At first, when writing the songs that would later become material for Cayenne, Autumn approached them as if she were a jobbing songwriter penning songs for another pop artist. That explains some of the more generic lyrics, she says – she probably wouldn’t write the lines “We’re two kids just trying to have fun / Bottles of champagne and whiskey on our tongues”, from ‘Centrefold’, today.
“When I first wrote those songs, I didn’t know who Cayenne was,” she says. “I didn’t know what was going to come after… I was just playing around and experimenting.” The songs ‘Sugar Rush’, ‘Centrefold’ and ‘Fav Treat’ sat on her computer for a long time – until she began toying with Ableton last year while Singapore was under lockdown. “I kept making loops and stuff, then I wrote ‘Drivin’ Away’”, which later became the debut Cayenne single. “That’s when it clicked in my head: I get the Cayenne sound now!”
She then revisited her older songs, which she first thought she’d moved on from. “But the more I listened to them, I was like, no – these are also Cayenne. You don’t even fully know who you are sometimes, and that’s part of the process of finding out your sound.

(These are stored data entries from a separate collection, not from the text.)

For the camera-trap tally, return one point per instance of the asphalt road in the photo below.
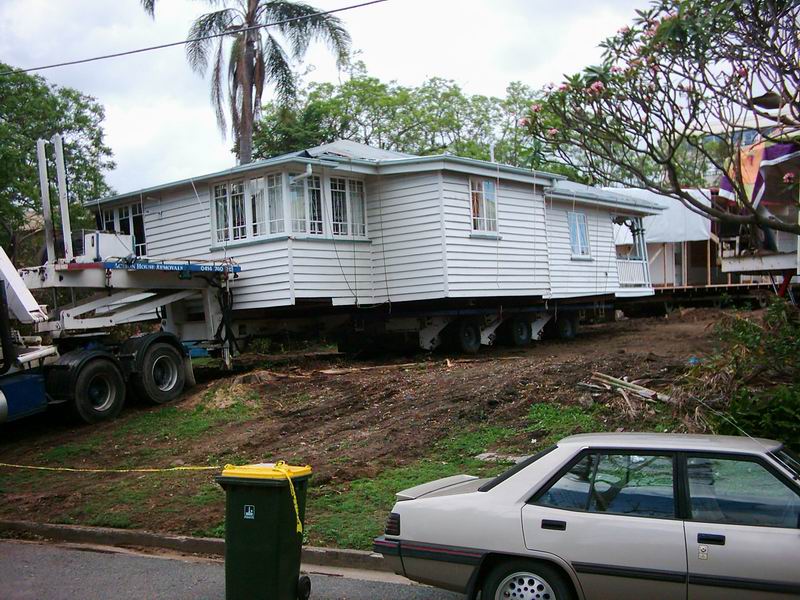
(31, 571)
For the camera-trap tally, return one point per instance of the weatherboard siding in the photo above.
(513, 264)
(404, 218)
(569, 277)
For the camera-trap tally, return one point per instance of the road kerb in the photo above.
(105, 536)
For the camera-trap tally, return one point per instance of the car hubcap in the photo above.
(524, 586)
(165, 373)
(100, 392)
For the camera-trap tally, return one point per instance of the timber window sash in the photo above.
(483, 197)
(579, 235)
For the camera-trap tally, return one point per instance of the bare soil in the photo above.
(348, 425)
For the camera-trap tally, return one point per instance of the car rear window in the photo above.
(515, 469)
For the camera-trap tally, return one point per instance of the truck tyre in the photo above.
(99, 391)
(467, 336)
(519, 332)
(162, 377)
(525, 579)
(567, 327)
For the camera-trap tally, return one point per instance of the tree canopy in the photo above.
(435, 117)
(673, 96)
(31, 108)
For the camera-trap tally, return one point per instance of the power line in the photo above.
(191, 40)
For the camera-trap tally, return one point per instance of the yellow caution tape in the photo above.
(284, 468)
(73, 470)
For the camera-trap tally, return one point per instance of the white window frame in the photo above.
(484, 192)
(580, 245)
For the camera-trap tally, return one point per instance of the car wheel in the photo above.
(99, 391)
(163, 377)
(525, 580)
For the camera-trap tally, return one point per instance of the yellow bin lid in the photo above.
(266, 471)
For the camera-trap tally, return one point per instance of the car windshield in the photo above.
(789, 459)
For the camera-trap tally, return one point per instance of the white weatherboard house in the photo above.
(347, 224)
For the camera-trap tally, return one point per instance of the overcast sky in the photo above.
(159, 123)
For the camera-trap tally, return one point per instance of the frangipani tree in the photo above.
(675, 97)
(253, 57)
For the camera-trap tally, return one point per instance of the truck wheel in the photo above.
(467, 336)
(162, 377)
(526, 580)
(567, 327)
(99, 391)
(519, 332)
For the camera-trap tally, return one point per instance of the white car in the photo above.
(608, 516)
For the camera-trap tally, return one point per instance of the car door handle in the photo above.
(555, 525)
(711, 538)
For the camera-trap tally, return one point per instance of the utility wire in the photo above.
(191, 40)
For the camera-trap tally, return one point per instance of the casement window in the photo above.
(579, 235)
(348, 207)
(127, 220)
(483, 193)
(305, 200)
(275, 203)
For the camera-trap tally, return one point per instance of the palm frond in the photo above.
(217, 99)
(311, 26)
(278, 70)
(149, 7)
(197, 51)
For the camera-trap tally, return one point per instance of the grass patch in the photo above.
(352, 517)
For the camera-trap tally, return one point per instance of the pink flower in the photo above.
(597, 87)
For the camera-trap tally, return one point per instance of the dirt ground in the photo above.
(349, 425)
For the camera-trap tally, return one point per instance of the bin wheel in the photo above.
(163, 374)
(303, 587)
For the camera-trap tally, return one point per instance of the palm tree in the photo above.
(256, 56)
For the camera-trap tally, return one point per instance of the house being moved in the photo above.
(349, 230)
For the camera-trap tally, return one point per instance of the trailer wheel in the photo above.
(467, 336)
(99, 391)
(519, 332)
(162, 377)
(567, 327)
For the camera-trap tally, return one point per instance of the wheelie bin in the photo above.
(264, 511)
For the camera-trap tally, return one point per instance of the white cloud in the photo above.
(159, 121)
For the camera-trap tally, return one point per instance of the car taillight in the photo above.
(392, 524)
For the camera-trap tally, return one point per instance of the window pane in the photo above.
(275, 200)
(572, 490)
(490, 203)
(357, 202)
(257, 206)
(238, 210)
(314, 205)
(339, 206)
(740, 492)
(630, 484)
(138, 234)
(297, 201)
(221, 211)
(124, 220)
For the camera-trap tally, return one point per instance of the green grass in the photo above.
(352, 517)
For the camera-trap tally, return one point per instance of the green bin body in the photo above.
(262, 545)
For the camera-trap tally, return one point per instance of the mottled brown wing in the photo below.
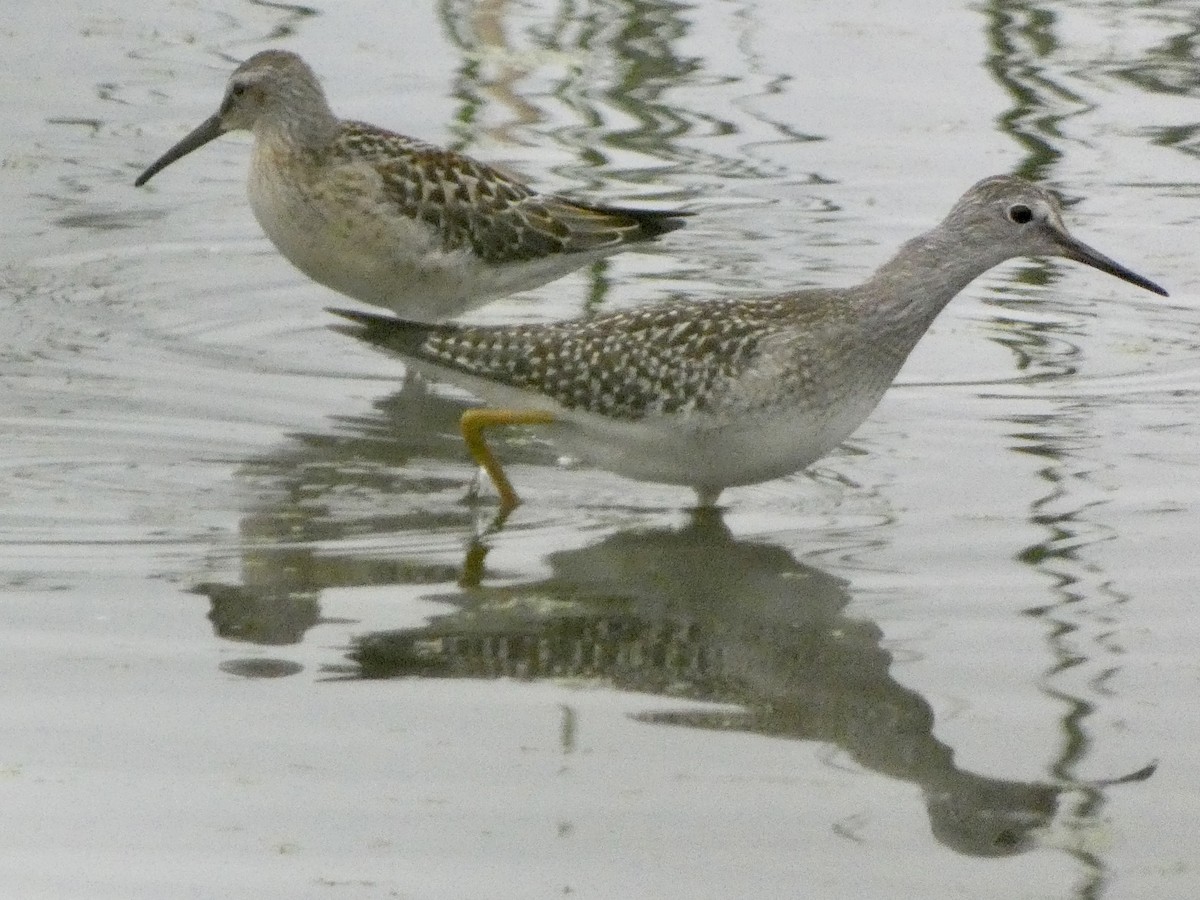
(499, 219)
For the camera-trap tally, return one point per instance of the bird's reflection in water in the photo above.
(697, 613)
(690, 612)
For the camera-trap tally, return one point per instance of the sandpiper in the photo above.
(393, 221)
(735, 391)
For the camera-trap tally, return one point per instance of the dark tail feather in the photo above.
(387, 331)
(651, 222)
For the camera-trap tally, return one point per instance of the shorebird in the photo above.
(735, 391)
(424, 232)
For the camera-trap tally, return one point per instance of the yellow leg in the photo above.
(473, 424)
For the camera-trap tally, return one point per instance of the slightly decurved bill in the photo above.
(209, 130)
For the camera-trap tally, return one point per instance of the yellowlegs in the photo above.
(393, 221)
(736, 391)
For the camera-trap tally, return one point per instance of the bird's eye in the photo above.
(1020, 214)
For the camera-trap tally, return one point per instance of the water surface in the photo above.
(256, 645)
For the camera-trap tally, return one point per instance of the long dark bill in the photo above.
(1080, 252)
(209, 130)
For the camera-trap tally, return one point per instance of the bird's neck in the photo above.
(906, 293)
(315, 129)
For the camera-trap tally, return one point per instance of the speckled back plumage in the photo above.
(425, 232)
(477, 207)
(671, 359)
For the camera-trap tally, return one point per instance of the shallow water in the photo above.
(253, 647)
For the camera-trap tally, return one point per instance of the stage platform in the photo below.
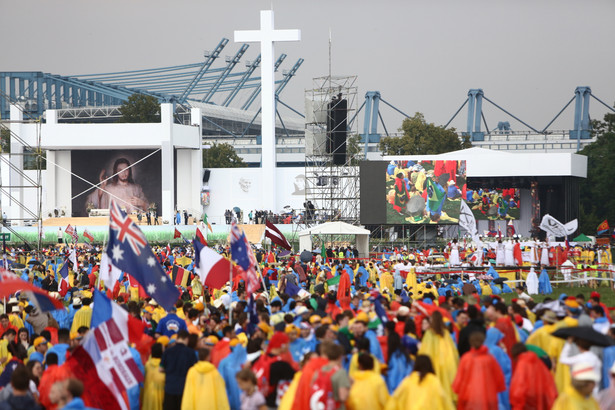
(98, 227)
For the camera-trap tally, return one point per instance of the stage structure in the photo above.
(505, 191)
(331, 150)
(146, 167)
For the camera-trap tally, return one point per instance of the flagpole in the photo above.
(230, 275)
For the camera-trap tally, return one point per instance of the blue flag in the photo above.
(239, 248)
(292, 289)
(103, 311)
(64, 270)
(129, 251)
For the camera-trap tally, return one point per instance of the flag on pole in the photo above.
(206, 222)
(11, 284)
(180, 276)
(106, 354)
(72, 232)
(510, 229)
(603, 227)
(213, 268)
(88, 235)
(276, 236)
(130, 252)
(72, 256)
(241, 252)
(108, 273)
(63, 282)
(201, 233)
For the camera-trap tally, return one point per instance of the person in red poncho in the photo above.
(532, 385)
(401, 193)
(479, 377)
(275, 369)
(517, 253)
(497, 314)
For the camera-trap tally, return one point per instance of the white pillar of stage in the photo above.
(167, 207)
(267, 36)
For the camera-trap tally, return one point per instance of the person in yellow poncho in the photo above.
(152, 395)
(420, 390)
(369, 391)
(439, 346)
(578, 395)
(386, 281)
(83, 317)
(204, 388)
(355, 366)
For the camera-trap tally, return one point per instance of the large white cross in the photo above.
(267, 35)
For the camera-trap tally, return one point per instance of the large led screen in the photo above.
(424, 192)
(131, 177)
(494, 204)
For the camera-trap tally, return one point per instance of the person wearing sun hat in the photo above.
(578, 395)
(296, 343)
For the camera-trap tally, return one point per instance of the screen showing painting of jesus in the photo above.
(124, 176)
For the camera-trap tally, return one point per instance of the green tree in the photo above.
(597, 193)
(222, 156)
(422, 138)
(140, 108)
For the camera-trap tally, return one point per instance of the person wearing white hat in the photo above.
(606, 397)
(579, 394)
(585, 355)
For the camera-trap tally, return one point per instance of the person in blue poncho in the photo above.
(399, 364)
(544, 283)
(494, 336)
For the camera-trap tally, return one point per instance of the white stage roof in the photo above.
(490, 163)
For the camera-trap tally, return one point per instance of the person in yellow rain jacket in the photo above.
(578, 395)
(83, 317)
(369, 391)
(420, 390)
(386, 281)
(204, 381)
(152, 395)
(438, 344)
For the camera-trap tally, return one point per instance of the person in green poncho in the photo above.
(435, 198)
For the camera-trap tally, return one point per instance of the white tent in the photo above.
(337, 228)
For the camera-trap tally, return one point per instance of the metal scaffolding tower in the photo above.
(25, 162)
(332, 189)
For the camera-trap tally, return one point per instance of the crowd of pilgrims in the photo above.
(369, 335)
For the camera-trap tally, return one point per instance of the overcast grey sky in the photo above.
(527, 55)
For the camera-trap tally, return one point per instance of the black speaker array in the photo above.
(337, 117)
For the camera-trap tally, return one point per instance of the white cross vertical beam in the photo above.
(267, 36)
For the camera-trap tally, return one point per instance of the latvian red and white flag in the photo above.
(201, 233)
(72, 232)
(276, 236)
(88, 235)
(105, 364)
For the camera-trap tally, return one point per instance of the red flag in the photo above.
(276, 236)
(88, 235)
(213, 268)
(72, 232)
(603, 227)
(343, 291)
(97, 394)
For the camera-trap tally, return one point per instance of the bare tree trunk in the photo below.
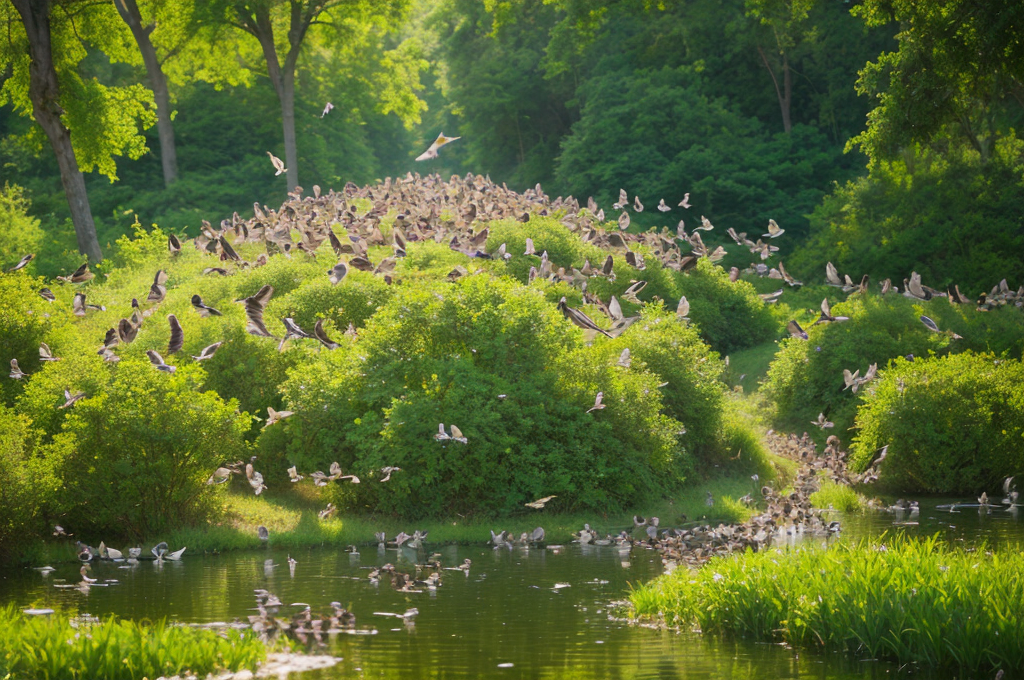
(288, 123)
(784, 94)
(44, 92)
(158, 83)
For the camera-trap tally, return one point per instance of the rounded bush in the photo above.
(143, 450)
(497, 360)
(953, 424)
(806, 376)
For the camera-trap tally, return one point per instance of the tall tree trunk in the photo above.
(158, 82)
(288, 123)
(784, 94)
(44, 92)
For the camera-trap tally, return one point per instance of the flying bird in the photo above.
(23, 262)
(254, 311)
(279, 165)
(45, 354)
(431, 153)
(71, 399)
(204, 309)
(773, 230)
(159, 363)
(208, 351)
(177, 335)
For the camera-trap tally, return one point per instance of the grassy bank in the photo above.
(51, 647)
(291, 516)
(913, 602)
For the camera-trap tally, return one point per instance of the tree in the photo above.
(42, 58)
(265, 19)
(958, 69)
(173, 31)
(786, 20)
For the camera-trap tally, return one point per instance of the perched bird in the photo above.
(386, 471)
(321, 335)
(23, 262)
(773, 230)
(159, 363)
(203, 309)
(279, 165)
(822, 422)
(71, 399)
(45, 354)
(208, 351)
(177, 335)
(273, 417)
(431, 153)
(254, 311)
(580, 319)
(158, 291)
(338, 272)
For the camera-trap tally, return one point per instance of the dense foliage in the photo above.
(806, 376)
(952, 424)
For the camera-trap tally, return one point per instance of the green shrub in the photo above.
(25, 480)
(53, 647)
(19, 234)
(806, 377)
(663, 344)
(496, 359)
(953, 424)
(729, 315)
(144, 448)
(25, 320)
(948, 215)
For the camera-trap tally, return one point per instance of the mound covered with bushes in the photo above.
(427, 323)
(806, 377)
(953, 424)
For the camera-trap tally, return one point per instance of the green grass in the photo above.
(752, 364)
(54, 647)
(910, 601)
(838, 497)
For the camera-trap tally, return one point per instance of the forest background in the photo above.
(881, 135)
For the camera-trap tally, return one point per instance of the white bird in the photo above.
(279, 165)
(431, 153)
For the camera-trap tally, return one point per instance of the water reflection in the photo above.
(505, 610)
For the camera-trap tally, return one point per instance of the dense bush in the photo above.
(806, 376)
(143, 450)
(953, 424)
(25, 480)
(729, 315)
(496, 359)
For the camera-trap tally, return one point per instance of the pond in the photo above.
(519, 613)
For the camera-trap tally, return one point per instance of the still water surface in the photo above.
(504, 620)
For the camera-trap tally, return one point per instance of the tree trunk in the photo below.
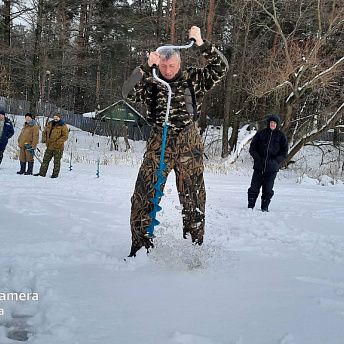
(313, 136)
(79, 103)
(7, 23)
(34, 93)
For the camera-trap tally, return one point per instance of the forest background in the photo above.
(286, 57)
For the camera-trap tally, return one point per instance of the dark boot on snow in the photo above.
(265, 205)
(22, 168)
(251, 202)
(29, 169)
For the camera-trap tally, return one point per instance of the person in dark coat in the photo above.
(6, 132)
(29, 135)
(269, 147)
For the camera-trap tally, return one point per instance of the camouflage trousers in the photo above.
(48, 155)
(183, 154)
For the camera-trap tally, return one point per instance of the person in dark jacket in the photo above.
(269, 147)
(6, 132)
(29, 135)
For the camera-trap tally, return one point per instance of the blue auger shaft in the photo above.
(162, 166)
(97, 174)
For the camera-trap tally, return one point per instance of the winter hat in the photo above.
(274, 118)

So that is Cayenne, but a different phase.”
“The whole idea of genre-defying, genre-free songs. I think that’s where the future of pop is”
This phase of Cayenne is undeniably influenced by the chrome and clang of PC Music, the London record label-turned-musical and aesthetic movement defined chiefly by A.G. Cook and the late, beloved SOPHIE. You can also hear in Cayenne songs – especially the unreleased ones, which NME has heard – the influence of mad hyperpop scientists 100 gecs, especially their blithely indiscriminate approach to genre and love of chaotic song dynamics.
And Autumn’s lyricism – playful but preoccupied with matters of the heart – calls to mind Cayenne’s greatest forebear, Charli XCX. On her projects ‘Pop 2’ and ‘How I’m Feeling Now’, the British artist marries cutting-edge pop songcraft with deeply felt emotion, all while rejecting the idea that the pop star must be an untouchable goddess. If Cayenne has a role model, it’s Charli. “She can make pop that isn’t super mainstream. It’s quite unconventional, but she has both the mainstream crowd and the underground scene,” Autumn explains. “That’s what I want to hit: both sides.”
Having released her oldest songs as Cayenne, Autumn is planning new singles of fresher material and her next artistic move. She’s trying to go back to her indie rock roots, but combine them with electronic production. She’s currently fascinated with the music of Harry Teardrop, James Ivy and Wave Racer, and talks excitedly about this wave of SoundCloud-incubated artists who’ve managed to merge the sound of an indie rock band and elements of a solo electronic producer.
This isn’t a simple transformation that can be summarised as “rock goes pop”. “Even the structure of the production is different,” Autumn explains. “In dance music, they loop and loop – while in bands, they write chord structures. When someone goes ‘electronic to band’, you can still hear the loops… But I think at some point, it gets mixed together, you can’t figure out what’s what anymore.
“The whole idea of genre-defying, genre-free songs. I think that’s where the future of pop is, right?” she adds. “Where pop is heading to. Genres don’t matter anymore.”